Me hallaba en un rincón del salón escuchando engoladas bravuconadas de unos diputados secesionistas que detestaban España pero que vivían gracias a ella y gracias a los millones de idiotas que se tomaban en serio sus mentiras. No tardé en achisparme y en sentirme menos vulnerable. Los dedos de mi mano derecha sostenían mi sexta copa de champán y me disponía a apurarla cuando un hombre de barba canosa y de calva vagamente frailuna se acercó a mí tendiéndome la mano, una sonrisa policiaca en los labios, los ojos irónicos y cansados. Era el temido y legendario Pérez Rubalcaba, idolatrado por quienes estiman que lo más grande que le puede pasar a un hombre es tener el poder de controlar la vida de millones de personas. Yo no podía dar crédito. El ministro del Interior deseaba saludarme a mí, expresamente a mí, un oscuro gacetillero con reputación de prosista enrevesado y extravagante entre sus colegas. Entonces sucedió. Un intenso picor principió a acosar mi virilidad. Me sentí miserable, enano, menesteroso. Yo deseaba apretar con fuerza y convicción la mano de aquel genio de la manipulación y de la intriga, pero aquellas molestias quebraron una gran parte de mi amor propio y ofrecí al ministro una mano floja y dubitativa. Es frustrante lo que puede provocar un picor de genitales en un momento que se nos antoja decisivo para nuestra carrera profesional. 

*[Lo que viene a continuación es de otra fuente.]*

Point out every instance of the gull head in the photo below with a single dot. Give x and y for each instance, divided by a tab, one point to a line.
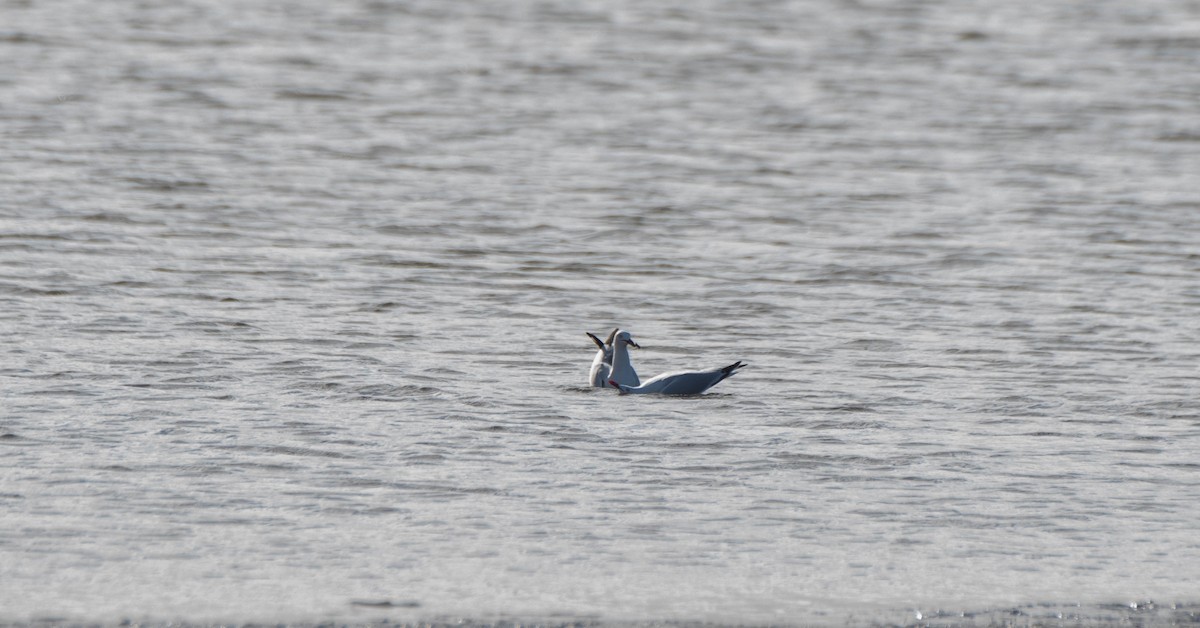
625	339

Mientras Rubalcaba me estrechaba la mano con moderada calidez y masculinidad, me preguntó con untuosa camaradería:

—¿Cómo va todo, Alejandro?

Noté una vaharada de frío en las entrañas y lamenté no ser una mosca que pudiera salir volando de aquel lugar. 

—Creo que me confunde con otra persona, ministro —musité. 

Rubalcaba frunció el ceño y ocultó su embarazo en una sonrisa artificiosa. 

—Perdona. Eres igual que Alejandro. 

No supe a qué Alejandro se refería y no tenía el menor interés en descubrirlo. El ministro me dio una palmada en un hombro y se alejó de mí con ostentosa calma. Me sentí insignificante y absurdo. Pero conocía muy bien esa sensación y los nauseabundos tiempos de darme lástima ya habían quedado muy atrás. Así que suspiré y me rasqué la polla y sus aledaños sin ningún disimulo, hasta con orgullo y donaire, demorándome en el acto de la frotación para degustar el regocijo que se iba adueñando de mí a medida que la sensación de alivio se intensificaba. Algunas personas me miraron con asqueada perplejidad. Yo les sonreí y farfullé unas explicaciones confusas relacionadas con la sensibilidad de mi piel en ambientes cerrados. Aquellas explicaciones solo me sirvieron para despertar más animadversión hacia mi persona. Busqué a una camarera y me hice con otra copa de champán para reconstruir mi espíritu. Y lo conseguí. Más o menos. 

Cuando llegué a la redacción de mi periódico, escribí una crónica que era pura ficción. Si hubiera escrito la verdad, que es lo que escribo hoy aquí, nadie me habría creído y me habrían tomado por loco, condición que, de algún modo, ya se me adjudicaba por entonces de modo parcial. Hoy, mientras escribo estas líneas y la soledad y el silencio y el fracaso me recuerdan que son mis soberanos, me rasco la polla y siento que estoy vivo a pesar de todo, y siento que es maravilloso sentir picores en la polla y aliviarlos con dedos gentiles y leales porque todo eso es una forma de felicidad.